Generation Of Monoclonal Antibody Against PEDV S Protein And Detection Of PEDV Antigens Using The Developed Sandwich ELISA

Porcine epidemic diarrhea(PED), caused by porcine epidemic diarrhea virus, is a highly contagious disease characterized by severe watery diarrhea, vomiting, dehydration and high mortality in neonatal piglets, which caused a huge economic losses to the global swine industry. There are many reports related to the diagnostic method for PEDV such as immunofluorescence assay, ELISA, especially the recently most reported molecular method RT-PCR as a specific, sensitive method for PEDV diagnosis. However, RT-PCR is expensive and not suitable for detection of large-scale samples and epidemiological survey. Thus it is necessary to develop the methods with high specificity, sensitivity, low cost and suitability for large-scale detection PEDV antigens.In this study, a partial sequence of spike gene encoded by PEDV was obtained by PCR amplification and cloned to the prokaryotic vector p GEX-4T-1 to construct the expression plasmid p GEX- 4T-1-S. The recombinant protein was expressed under the IPTG induction and purified by urea. The Balb/c mice were immunized with the purified recombinant PEDV S protein emulsified with Freund’s complete adjuvant. The mouse spleen cells were collected and used to hybridize with myeloma cell after mouse antibody titer reached more than 10000 times measured by indirect ELISA. Hybridoma cell line(3F6) secreting monoclonal antibodies were successfully obtained, and its stability and specificity was further determined by indirect ELISA.A sandwich ELISA method to detect the porcine epidemic diarrhea virus antigen was established using the generated monoclonal antibody, and the reaction conditions were optimized.

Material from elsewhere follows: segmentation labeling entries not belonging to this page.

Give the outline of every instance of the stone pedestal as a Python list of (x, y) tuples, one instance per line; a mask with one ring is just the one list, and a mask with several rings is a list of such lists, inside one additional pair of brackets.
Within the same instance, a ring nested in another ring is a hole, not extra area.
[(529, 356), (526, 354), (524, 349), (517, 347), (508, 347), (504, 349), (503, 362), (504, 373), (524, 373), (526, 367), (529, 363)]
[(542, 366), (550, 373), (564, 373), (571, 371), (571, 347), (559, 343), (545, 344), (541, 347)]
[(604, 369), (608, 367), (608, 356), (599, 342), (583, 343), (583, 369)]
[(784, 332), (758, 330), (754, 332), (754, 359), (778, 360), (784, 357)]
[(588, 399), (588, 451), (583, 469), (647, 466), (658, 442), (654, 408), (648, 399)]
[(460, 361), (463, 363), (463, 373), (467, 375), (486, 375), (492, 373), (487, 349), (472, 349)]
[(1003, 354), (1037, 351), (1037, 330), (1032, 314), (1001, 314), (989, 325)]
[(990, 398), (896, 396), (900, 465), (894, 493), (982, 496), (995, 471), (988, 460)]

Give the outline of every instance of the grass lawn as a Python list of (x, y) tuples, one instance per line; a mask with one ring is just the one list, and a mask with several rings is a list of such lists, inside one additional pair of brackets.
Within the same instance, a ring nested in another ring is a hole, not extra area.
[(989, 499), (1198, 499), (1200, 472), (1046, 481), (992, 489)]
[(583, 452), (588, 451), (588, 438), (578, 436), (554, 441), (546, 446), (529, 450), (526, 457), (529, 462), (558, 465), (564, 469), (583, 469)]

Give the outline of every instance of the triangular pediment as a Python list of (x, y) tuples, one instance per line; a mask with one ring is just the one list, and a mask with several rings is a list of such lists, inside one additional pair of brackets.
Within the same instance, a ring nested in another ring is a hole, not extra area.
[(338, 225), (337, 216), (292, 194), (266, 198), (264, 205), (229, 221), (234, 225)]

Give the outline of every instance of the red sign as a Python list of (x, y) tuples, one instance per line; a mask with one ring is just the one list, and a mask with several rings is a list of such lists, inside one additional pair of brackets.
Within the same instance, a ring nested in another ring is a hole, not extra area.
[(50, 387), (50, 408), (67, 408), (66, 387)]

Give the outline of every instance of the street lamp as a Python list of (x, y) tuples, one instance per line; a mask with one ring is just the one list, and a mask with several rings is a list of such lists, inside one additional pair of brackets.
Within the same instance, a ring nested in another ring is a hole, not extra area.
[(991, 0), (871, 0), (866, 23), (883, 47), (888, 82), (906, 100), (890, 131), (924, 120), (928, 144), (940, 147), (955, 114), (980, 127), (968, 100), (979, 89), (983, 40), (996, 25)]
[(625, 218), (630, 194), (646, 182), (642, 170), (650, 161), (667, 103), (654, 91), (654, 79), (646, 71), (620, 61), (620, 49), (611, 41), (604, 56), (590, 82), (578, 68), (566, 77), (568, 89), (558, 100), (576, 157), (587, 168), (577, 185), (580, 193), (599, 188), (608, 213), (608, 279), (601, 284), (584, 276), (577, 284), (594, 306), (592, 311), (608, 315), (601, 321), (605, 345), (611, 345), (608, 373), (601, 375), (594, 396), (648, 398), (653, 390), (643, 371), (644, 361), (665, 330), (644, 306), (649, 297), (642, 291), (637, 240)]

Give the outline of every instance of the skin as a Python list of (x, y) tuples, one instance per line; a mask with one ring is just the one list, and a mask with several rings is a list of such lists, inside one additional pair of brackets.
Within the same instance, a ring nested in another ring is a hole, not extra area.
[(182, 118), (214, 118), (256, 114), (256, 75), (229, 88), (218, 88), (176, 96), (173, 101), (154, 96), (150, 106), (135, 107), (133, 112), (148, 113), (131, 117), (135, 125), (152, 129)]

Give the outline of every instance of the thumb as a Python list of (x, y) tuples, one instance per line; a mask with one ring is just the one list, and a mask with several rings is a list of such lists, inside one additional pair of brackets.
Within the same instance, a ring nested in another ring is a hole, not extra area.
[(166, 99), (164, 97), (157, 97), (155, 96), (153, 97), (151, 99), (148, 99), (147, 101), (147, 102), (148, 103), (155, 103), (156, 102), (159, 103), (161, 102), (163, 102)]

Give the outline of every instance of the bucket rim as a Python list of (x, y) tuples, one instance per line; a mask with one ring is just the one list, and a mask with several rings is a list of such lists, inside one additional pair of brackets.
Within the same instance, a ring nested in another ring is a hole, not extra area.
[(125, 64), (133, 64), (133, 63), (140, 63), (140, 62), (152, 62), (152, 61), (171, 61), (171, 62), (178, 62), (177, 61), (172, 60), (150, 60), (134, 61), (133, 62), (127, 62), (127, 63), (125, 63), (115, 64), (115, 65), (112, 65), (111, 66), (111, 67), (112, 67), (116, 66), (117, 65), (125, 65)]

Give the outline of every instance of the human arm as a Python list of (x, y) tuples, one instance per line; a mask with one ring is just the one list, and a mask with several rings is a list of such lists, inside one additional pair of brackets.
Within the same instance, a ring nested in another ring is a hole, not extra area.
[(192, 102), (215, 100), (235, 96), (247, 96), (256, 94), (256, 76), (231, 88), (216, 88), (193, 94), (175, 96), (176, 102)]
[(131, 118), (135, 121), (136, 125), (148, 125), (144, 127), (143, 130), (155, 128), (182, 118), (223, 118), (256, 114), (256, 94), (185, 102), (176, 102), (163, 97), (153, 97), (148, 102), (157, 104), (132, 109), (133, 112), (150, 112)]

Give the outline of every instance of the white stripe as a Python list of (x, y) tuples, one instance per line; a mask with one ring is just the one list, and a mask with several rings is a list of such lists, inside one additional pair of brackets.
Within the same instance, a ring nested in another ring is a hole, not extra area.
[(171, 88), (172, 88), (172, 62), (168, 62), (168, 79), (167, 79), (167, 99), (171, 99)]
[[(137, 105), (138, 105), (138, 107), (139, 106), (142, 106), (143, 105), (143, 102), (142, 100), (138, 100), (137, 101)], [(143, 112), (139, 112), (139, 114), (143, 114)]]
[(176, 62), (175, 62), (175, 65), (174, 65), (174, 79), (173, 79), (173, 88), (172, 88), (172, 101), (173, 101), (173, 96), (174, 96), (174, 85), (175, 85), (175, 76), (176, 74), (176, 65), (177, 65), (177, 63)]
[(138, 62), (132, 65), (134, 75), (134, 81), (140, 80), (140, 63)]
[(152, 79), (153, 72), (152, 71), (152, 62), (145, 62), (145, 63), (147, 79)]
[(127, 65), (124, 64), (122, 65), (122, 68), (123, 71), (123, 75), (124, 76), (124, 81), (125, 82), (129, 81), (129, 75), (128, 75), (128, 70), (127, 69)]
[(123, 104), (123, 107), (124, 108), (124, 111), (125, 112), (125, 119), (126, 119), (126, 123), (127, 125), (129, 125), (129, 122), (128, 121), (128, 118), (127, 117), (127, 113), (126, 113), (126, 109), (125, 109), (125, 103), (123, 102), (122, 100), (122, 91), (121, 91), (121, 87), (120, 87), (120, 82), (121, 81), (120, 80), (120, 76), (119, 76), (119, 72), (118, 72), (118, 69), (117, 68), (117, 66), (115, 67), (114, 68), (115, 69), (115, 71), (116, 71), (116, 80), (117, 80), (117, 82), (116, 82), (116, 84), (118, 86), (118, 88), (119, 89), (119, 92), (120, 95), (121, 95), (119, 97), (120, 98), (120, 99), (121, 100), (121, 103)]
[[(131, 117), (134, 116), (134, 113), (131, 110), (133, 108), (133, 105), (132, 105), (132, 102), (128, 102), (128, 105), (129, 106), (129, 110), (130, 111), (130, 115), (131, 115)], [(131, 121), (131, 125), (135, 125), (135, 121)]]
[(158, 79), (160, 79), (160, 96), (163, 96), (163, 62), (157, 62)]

The optimal coating amount of capture antibody and enzyme-labeled antibody were 0.6μg and dilution of 1: 1000, respectively. The blocking buffer was 2% BSA. Detection of the positive PEDV samples using established ELISA and RT-PCR demonstrated a high congruence(100%) of those two methods. Detection of the suspicious PEDV samples collected from different pig farms in Jilin Province revealed a 68% of pigs as PEDV-positive.In summary, we have generated a monoclonal antibody against S protein of PEDV and established a sandwich ELISA for detection of PEDV antigens. This method was demonstrated to be specific, sensitive, and simple for detection of PEDV infection, which will play a significant role in the prevention and treatment of the porcine epidemic diarrhea.